This section is from the book "Spons' Mechanics' Own Book: A Manual For Handicraftsmen And Amateurs", by Edward Spon. Also available from Amazon: Spons' Mechanics' Own Book.
This is the first and the most important operation in drawing; more skill is required to produce neat pencil-work than to ink in the lines after the pencilling is done. A beginner, unless he exercises great care in the pencil-work of a drawing, will have the disappointment to find the paper soon becoming dirty, and the pencil lines crossing each other everywhere, so as to give the whole a slovenly appearance. He will also, unless he understands the nature of the operations in which he is engaged, make the mistake of regarding the pencil-work as an unimportant part, instead of constituting, as it does, the main drawing, and thereby neglect that accuracy which alone can make either a good-looking or a valuable one. Pencil-work is indeed the main operation, the inking being merely to give distinctness and permanency to the lines. The main thing in pencilling is accuracy of dimensions and stopping the lines where they should terminate without crossing others. The best pencils only are suitable for drawing; if the plumbago (graphite) is not of the best quality, the points require to be continually sharpened, and the pencil is worn away at a rate that more than makes up the difference in cost between the finer and cheaper grades of pencils, to say nothing of the effect upon a drawing.
It is common to use a flat point for drawing pencils, but a round one will often be found quite as good if the pencils are fine, and some convenience is gained by a round point for freehand use in making rounds and fillets. A Faber pencil, that has detachable points which can be set out as they are worn away, is convenient. For compasses, the lead points should be cylindrical, and fit into a metal sheath without paper packing or other contrivance to hold them; and if a draughtsman has instruments not arranged in this manner, he should have them changed at once, both for convenience and economy. If the point is intended for sketching, it is cut equally from all sides, to produce a perfectly acute cone. If this be used for lino drawing, the tip will be easily broken, or otherwise it soon wears thick; thus, it is much better for line drawing to have a thin flat point.
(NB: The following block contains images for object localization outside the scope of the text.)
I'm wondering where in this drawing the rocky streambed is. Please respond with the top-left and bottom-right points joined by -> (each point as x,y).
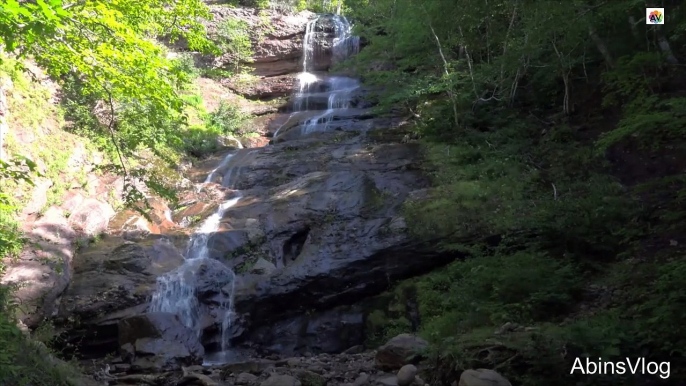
98,333 -> 434,386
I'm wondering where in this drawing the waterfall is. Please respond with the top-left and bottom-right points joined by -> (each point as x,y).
301,17 -> 319,78
275,14 -> 360,140
150,14 -> 361,363
331,15 -> 359,62
150,151 -> 244,358
205,152 -> 236,184
301,76 -> 359,134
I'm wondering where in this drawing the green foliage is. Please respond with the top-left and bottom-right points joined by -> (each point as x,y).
181,100 -> 246,158
418,249 -> 580,340
598,52 -> 686,150
0,0 -> 221,211
0,157 -> 39,273
404,121 -> 635,257
172,54 -> 201,81
216,17 -> 254,72
0,287 -> 85,386
208,100 -> 247,136
354,0 -> 686,384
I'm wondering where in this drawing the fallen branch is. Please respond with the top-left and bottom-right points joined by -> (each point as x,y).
552,183 -> 558,200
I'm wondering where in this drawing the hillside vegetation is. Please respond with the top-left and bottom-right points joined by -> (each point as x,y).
343,0 -> 686,385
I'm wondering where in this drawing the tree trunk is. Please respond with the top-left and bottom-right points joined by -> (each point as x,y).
628,15 -> 640,41
588,26 -> 615,68
656,29 -> 679,64
552,41 -> 571,116
428,20 -> 459,128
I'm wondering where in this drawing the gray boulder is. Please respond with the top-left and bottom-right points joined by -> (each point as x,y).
118,312 -> 204,371
294,369 -> 327,386
458,369 -> 512,386
262,375 -> 302,386
396,365 -> 417,386
375,334 -> 428,370
237,372 -> 259,385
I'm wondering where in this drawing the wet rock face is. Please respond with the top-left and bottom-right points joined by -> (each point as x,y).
118,312 -> 205,371
56,236 -> 185,357
210,129 -> 455,354
243,305 -> 365,355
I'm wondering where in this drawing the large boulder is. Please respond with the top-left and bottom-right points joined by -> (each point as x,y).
375,334 -> 428,370
396,364 -> 417,386
118,312 -> 205,371
68,197 -> 115,236
458,369 -> 512,386
56,237 -> 185,358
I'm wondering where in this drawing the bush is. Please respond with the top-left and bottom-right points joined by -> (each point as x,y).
207,100 -> 246,136
182,124 -> 223,158
0,286 -> 86,386
216,17 -> 253,72
418,249 -> 580,340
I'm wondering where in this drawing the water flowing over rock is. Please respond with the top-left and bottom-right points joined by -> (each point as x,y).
58,9 -> 460,368
150,151 -> 244,358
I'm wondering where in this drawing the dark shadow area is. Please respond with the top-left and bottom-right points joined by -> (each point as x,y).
282,226 -> 310,265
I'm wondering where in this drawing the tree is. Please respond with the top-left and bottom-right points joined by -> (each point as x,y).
0,0 -> 217,204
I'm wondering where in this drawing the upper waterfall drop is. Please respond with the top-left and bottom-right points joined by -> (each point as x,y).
274,13 -> 361,140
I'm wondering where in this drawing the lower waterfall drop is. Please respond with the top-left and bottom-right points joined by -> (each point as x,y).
150,151 -> 243,363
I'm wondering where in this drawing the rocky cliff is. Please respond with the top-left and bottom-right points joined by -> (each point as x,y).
8,5 -> 459,372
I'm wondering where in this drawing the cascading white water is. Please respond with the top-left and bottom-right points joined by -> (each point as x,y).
301,76 -> 359,134
302,17 -> 319,76
150,151 -> 243,356
205,152 -> 236,184
275,14 -> 361,140
331,15 -> 359,62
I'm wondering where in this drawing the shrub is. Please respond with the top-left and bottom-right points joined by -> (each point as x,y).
418,249 -> 580,341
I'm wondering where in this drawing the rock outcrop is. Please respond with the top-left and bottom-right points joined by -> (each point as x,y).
56,236 -> 186,357
1,174 -> 122,329
118,312 -> 205,371
56,6 -> 459,365
202,7 -> 314,98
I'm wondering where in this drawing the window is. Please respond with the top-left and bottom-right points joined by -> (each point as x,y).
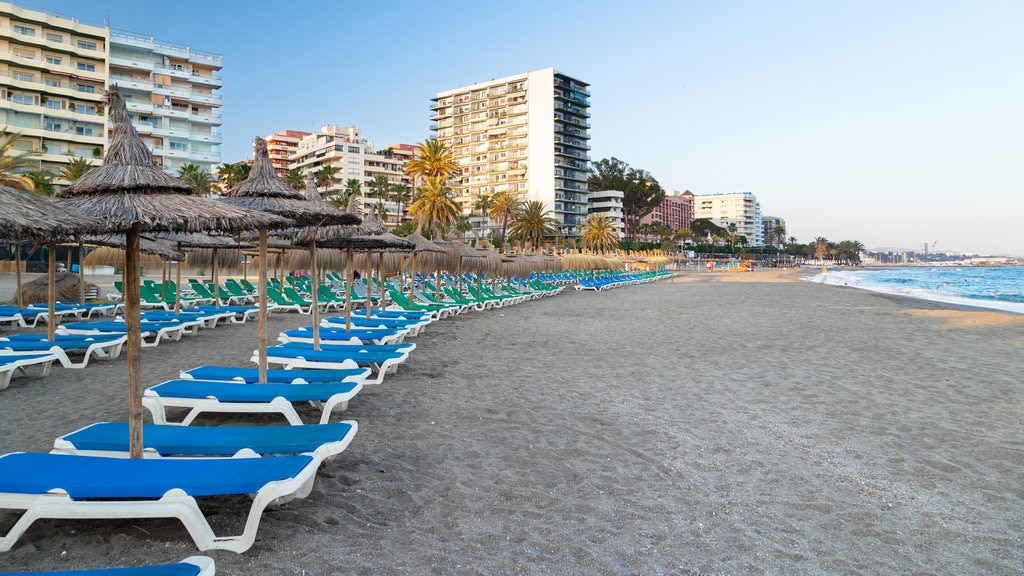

The general manner of proceeding is, first, to cut the pencil, from 2 sides only, with a long slope, so as to produce a kind of chisel-end, and afterwards to cut the other sides away only sufficient to be able to round the first edge a little.
A point cut in the manner described may be kept in good order for some time by pointing the lead upon a small piece of fine sandstone or fine glass-paper; this will be less trouble than the continual application of the knife, which is always liable to break the extreme edge.